A Systematic Characterization of LLM Inference on GPUs
Haonan Wang, Xuxin Xiao, Mingyu Yan, Zhuoyuan Zhu, Dengke Han, Duo Wang, Wenming Li, Xiaochun Ye, Cunchen Hu, Hongyang Chen, Guangyu Sun
TL;DR
This work presents a rigorous, multi-layered characterization of LLM inference on GPUs, introducing a four-dimensional framework that traces performance from macroscopic observations (two-phase heterogeneity) to microarchitectural root causes, system-scale scaling, and emerging paradigms like MoE and RAG. By integrating Roofline analysis, stall/memory-pattern profiling, and cross-platform experiments (data-center GPUs and edge devices), the authors reveal that Prefill is compute-bound while Decode is memory-bound, with bottlenecks migrating based on input length, context size, and workload. The study demonstrates phase-aware scaling principles, showing Tensor Parallelism best serves Prefill while Pipeline or single-GPU execution benefits Decode, and it highlights energy predictability driven predominantly by the Decode phase. Furthermore, it analyzes MoE and RAG as paradigms that redefine bottlenecks, providing actionable optimization guidelines for architecture-system co-design across cloud to edge environments.
Abstract
This work presents a systematic characterization of Large Language Model (LLM) inference to address fragmented understanding. Through comprehensive experiments, we establish a four-dimensional analytical framework: (1) Two-Phase Heterogeneity Observation; (2) Microarchitectural Root Cause Analysis; (3) System Scaling Principles; and (4) Emerging Paradigm Boundaries.
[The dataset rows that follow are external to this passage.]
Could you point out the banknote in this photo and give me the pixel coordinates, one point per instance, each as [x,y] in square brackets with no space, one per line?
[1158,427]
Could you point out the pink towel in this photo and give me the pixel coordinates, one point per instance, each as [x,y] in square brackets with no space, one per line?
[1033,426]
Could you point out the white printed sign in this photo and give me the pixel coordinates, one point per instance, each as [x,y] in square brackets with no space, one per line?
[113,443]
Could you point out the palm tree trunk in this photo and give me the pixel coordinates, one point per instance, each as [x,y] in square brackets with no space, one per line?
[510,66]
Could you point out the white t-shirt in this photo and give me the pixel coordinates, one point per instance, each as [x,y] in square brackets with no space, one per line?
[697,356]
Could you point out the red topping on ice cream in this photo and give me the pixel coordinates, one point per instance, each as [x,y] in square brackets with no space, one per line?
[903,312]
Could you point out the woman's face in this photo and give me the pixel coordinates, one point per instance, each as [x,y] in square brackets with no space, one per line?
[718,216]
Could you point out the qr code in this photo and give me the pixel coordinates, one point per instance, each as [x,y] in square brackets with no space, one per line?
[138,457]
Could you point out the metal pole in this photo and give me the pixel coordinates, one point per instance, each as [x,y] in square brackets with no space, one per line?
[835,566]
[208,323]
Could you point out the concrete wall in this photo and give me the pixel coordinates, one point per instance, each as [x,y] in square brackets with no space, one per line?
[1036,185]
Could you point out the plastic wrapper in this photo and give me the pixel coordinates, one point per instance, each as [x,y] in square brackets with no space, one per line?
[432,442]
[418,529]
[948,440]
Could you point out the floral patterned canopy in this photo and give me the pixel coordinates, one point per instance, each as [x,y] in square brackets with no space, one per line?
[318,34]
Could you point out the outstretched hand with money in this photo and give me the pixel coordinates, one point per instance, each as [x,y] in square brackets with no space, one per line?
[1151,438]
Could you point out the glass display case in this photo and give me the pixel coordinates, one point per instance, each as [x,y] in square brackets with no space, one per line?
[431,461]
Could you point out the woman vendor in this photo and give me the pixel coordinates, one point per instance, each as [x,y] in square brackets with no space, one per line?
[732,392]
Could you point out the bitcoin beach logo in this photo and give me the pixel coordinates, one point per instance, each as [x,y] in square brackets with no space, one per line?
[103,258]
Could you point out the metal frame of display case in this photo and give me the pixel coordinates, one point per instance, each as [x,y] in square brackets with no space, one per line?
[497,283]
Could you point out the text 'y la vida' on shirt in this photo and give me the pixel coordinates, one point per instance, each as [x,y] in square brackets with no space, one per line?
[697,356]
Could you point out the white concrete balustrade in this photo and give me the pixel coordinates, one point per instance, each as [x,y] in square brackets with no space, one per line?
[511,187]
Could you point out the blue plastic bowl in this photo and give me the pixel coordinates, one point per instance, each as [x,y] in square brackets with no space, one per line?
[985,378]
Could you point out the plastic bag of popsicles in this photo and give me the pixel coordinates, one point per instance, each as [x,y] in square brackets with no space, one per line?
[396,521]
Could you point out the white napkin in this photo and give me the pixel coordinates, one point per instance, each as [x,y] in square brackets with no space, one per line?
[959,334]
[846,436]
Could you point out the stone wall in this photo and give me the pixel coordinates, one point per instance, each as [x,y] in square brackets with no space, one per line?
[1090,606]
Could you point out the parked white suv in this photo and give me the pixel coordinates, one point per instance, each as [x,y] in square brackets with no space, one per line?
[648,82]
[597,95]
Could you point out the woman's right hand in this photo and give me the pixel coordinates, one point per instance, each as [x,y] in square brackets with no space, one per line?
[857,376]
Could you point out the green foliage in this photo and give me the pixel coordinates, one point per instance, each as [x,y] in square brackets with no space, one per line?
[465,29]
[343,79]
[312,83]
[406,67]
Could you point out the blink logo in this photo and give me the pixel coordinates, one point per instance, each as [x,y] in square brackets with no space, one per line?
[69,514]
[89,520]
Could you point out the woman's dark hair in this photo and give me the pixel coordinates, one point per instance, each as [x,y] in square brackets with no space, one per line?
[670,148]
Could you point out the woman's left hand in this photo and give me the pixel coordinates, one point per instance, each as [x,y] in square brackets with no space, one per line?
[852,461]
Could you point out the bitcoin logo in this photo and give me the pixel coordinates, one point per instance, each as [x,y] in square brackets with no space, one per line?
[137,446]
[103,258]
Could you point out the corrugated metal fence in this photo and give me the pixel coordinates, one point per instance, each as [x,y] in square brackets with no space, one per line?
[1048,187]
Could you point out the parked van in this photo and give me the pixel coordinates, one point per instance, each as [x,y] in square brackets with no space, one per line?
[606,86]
Our investigation progresses systematically from observation to foresight: identifying performance phenomena, revealing hardware causes, validating system behavior, and exploring new paradigms. This study not only consolidates a reliable empirical foundation for existing research but also provides new discoveries and practical optimization guidance for LLM inference.